The first of its type in the Iberian Peninsula, the Museum of the Holocaust was scheduled to open on 27th January, the International Day of Commemoration in memory of the victims of the Holocaust. However, owing to the pandemic restriction measures, museums had to close doors. The Museum of the Holocaust inaugurated on 5th April and entrance is free until June.
The museum is located at Rua do Campo Alegre, nearby the Kadoorie synagogue, and it testifies to one of the most significant events in the history of mankind. The Jewish community in Porto, whose parents, grandparents and relatives were the victims of the Nazis, during World War II, established the Musuem of the Holocaust, where they recreated the dorms at Auschwitz Concentration Camp, a room with the name of the victims, a flame memorial, and also a cinema and a conference room and a study centre.

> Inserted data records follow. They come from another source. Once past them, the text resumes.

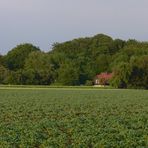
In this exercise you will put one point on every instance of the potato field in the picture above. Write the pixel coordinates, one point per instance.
(73, 118)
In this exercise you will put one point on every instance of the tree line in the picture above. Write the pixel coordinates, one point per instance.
(77, 62)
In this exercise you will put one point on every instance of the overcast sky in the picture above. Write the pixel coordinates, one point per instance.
(43, 22)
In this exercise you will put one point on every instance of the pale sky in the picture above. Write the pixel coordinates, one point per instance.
(43, 22)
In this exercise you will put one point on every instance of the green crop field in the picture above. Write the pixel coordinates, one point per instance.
(73, 118)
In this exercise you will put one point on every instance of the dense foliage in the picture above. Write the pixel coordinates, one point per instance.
(77, 62)
(73, 118)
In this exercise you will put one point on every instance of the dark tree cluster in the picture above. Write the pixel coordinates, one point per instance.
(77, 62)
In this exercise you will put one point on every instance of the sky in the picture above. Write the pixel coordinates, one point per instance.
(44, 22)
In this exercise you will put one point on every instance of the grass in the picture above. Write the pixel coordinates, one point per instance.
(73, 118)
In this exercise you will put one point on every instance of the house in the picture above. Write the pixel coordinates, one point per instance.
(103, 78)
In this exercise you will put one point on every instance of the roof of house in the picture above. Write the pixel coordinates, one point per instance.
(105, 75)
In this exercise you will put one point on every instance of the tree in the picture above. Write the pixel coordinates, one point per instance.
(3, 74)
(121, 75)
(68, 74)
(15, 59)
(38, 69)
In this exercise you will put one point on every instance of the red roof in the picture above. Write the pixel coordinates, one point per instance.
(105, 76)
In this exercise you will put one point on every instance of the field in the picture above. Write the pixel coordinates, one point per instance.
(73, 118)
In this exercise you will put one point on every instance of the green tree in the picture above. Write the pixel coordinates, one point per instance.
(121, 75)
(15, 59)
(38, 69)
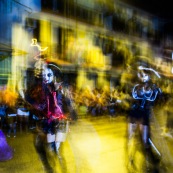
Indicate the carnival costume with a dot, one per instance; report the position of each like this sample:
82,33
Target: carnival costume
6,152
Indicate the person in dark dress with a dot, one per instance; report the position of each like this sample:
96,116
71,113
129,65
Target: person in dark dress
6,152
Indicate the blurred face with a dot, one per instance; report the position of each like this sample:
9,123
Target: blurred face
144,77
48,75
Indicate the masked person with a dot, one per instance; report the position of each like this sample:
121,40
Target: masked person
47,98
144,94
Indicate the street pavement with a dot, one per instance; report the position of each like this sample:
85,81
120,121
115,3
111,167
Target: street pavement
93,145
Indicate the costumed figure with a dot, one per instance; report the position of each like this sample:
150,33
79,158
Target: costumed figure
144,95
6,152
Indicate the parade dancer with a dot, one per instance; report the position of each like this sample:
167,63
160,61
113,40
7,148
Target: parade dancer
6,152
144,95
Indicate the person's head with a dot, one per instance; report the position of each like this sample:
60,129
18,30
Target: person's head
144,76
144,73
51,73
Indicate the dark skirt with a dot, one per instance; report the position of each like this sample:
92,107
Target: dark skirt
6,152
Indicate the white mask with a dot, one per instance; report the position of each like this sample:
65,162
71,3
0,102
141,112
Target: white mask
144,77
48,75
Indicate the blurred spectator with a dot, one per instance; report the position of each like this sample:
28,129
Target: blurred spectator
168,129
11,121
23,117
3,108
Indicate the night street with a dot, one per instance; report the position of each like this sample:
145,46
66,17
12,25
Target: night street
94,145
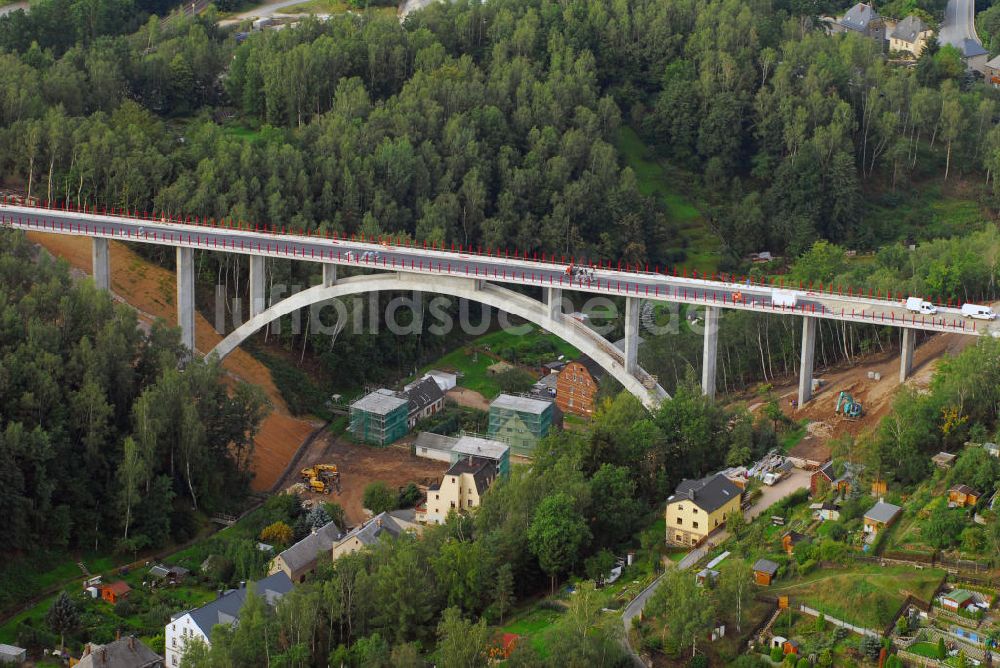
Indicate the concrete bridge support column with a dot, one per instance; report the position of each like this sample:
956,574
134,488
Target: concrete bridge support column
185,296
258,301
102,263
329,274
631,334
709,357
906,353
553,297
806,365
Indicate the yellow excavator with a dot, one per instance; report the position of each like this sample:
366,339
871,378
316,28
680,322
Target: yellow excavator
321,477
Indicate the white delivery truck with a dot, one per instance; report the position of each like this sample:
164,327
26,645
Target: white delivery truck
977,311
918,305
784,298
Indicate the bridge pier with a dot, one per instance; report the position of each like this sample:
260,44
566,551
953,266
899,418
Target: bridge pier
329,274
553,297
806,365
185,296
711,349
631,334
258,301
906,353
102,263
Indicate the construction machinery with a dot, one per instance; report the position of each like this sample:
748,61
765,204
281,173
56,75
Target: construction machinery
321,478
848,407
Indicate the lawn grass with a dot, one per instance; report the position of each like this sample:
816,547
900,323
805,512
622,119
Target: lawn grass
474,366
697,247
927,649
923,213
866,595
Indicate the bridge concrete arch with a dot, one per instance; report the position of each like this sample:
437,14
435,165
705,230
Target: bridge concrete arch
603,352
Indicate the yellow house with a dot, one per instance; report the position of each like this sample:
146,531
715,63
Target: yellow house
461,489
699,507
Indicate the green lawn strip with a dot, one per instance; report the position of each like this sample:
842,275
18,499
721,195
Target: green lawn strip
927,649
864,595
700,246
474,366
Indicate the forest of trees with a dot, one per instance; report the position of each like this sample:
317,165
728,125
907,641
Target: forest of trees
108,439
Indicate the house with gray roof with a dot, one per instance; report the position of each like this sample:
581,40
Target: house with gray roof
393,523
198,623
434,446
910,35
122,653
880,516
426,399
300,559
862,19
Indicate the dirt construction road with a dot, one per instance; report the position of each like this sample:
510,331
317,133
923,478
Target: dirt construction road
360,465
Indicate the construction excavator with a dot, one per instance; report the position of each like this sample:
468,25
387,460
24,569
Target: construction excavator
321,478
848,407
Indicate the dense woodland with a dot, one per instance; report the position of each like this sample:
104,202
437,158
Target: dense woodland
109,439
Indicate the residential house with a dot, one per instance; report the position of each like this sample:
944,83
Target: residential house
699,507
393,523
12,654
958,599
880,516
546,386
461,489
379,418
426,399
910,35
112,592
792,538
962,496
300,559
434,446
943,460
198,623
484,448
577,386
764,571
521,421
862,19
168,574
122,653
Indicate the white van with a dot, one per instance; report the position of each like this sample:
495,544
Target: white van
977,311
918,305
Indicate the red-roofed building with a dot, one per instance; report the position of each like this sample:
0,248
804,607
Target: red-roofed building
115,591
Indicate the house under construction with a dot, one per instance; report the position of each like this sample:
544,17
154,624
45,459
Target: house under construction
379,418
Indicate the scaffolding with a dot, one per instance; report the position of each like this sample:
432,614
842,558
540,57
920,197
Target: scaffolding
520,422
379,418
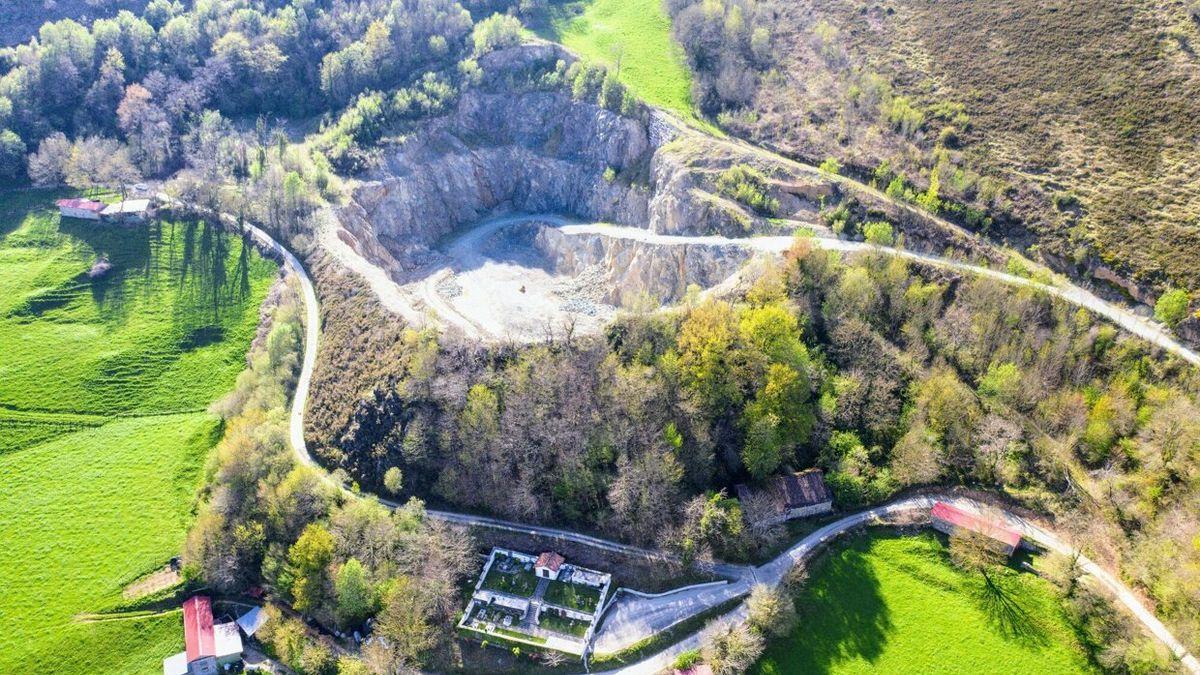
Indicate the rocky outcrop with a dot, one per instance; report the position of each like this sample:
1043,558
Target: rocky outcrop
630,268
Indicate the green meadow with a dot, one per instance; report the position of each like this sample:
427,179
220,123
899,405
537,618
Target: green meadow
886,603
103,429
637,35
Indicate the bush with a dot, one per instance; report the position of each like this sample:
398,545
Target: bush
748,185
687,659
394,481
1171,306
497,33
879,233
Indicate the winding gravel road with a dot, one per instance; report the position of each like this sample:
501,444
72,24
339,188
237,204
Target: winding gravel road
773,572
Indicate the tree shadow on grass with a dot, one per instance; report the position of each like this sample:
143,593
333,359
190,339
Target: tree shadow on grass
843,616
997,597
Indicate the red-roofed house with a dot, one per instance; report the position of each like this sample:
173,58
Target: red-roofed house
208,646
547,565
951,519
84,209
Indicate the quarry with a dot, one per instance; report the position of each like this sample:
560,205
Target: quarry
521,214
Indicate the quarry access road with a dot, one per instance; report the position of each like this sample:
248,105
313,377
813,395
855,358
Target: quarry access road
1065,290
659,616
775,572
299,402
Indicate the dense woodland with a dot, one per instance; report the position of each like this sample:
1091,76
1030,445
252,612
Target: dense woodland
339,559
885,375
161,82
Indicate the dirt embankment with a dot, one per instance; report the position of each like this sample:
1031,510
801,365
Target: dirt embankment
424,227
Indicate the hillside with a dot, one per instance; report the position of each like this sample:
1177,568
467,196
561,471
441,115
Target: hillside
21,19
103,430
1073,124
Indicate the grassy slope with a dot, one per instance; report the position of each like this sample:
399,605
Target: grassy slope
652,64
1097,99
90,502
887,603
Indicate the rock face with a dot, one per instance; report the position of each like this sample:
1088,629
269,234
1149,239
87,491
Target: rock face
630,268
514,145
533,151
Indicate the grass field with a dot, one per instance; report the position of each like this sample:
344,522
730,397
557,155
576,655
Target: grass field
886,603
103,431
635,33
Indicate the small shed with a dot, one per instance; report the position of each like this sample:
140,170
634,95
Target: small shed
951,519
175,664
795,495
79,208
547,566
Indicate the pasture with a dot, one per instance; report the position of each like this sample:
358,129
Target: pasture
103,430
887,603
635,35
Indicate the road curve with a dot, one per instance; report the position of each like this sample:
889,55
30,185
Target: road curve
774,571
1125,318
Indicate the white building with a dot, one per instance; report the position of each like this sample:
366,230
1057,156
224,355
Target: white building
127,210
547,566
83,209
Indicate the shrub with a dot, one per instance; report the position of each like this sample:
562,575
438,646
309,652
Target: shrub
497,33
748,185
879,233
687,659
1171,306
394,481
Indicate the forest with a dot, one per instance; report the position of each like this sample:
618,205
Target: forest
887,375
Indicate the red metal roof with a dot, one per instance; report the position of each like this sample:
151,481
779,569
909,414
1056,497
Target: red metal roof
77,203
960,518
198,627
551,561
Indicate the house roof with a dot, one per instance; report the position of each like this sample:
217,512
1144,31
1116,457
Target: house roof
198,634
127,207
966,520
226,639
803,489
175,664
78,203
550,560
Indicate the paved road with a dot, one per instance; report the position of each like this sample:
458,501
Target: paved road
774,571
1135,324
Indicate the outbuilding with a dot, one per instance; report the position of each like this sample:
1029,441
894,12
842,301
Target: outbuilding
793,495
209,647
79,208
547,566
129,210
951,519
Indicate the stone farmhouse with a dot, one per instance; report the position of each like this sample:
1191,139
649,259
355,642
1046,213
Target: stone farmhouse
127,210
949,519
541,601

On inauguration day, visitors were welcomed as the prisoners to the concentration camp: to the sound of classic music (music related to the Holocaust). Like the Museum of the Holocaust in Washington DC, in the United States, the corridors of the building seek to tell the full story of pursuit, torture, and the killing of over six million people by Nazi Germany, by means of photographs and screens that display the events known as "Shoah" or "Final Solution".
In 2013, the Jewish community in Porto shared the archive referring to the refugees that were en route in Porto with the Washington DC Holocaust Museum all; now, the archive came back to Porto and includes the official documents, testimony, letters and hundreds of individual files, as well as the Sifrei Torá left behind by the refugees in the synagogue of Porto during World War II.
According to the organisers, the Museum of the Holocaust presents “Jewish life before the Holocaust, Nazism, Nazi expansion in Europe, ghettos, refugees, concentration camps, work camps, extermination camps, the Final Solution, the death marches, liberation, Jewish population in the post war the foundation of the state of Israel, wining or dying of hunger, the Righteous Among the Nations”.
But there is more to the Museum. The outline goal is also to invest in teaching, educators’ professional training, the promotion of exhibitions and research. The first of such initiatives is scheduled for 20th September, targeted at professors; it will be attended by holocaust survivors and representatives of similar museums in the world.
"Thousands of tourists are expected in the summer and circa 10 thousand students from schools throughout the year”, states Josef Lassmann, member of the Jewish Community in Porto, in a news release.
The Museum of the Holocaust opens doors between 2.30 pm and 5.30 pm, every working day. It offers free entrance until June.
The Municipality of Porto joins the Never Forget Project
Porto City Hall joins the National Programme in the scope of the Holocaust Remembrance - Never Forget Project, launched on occasion of the 80th anniversary of the actions by Aristides de Sousa Mendes, the Portuguese consul-general in the French city of Bordeaux who defied the orders of Salazar and issued visas that granted safe passage to war refugees, many of whom were Jewish.
This project remembers and condemns the terror and the destruction of World War II, and not only the extermination of millions of Jews, but also Roma people, disabled people, homosexuals, intellectuals and political opponents. The target goal is, also, to remember the suffering of the victims, namely Portuguese citizens held as war prisoners, and the refugees that sought rescue in Portugal and the brave action of Portuguese saviours.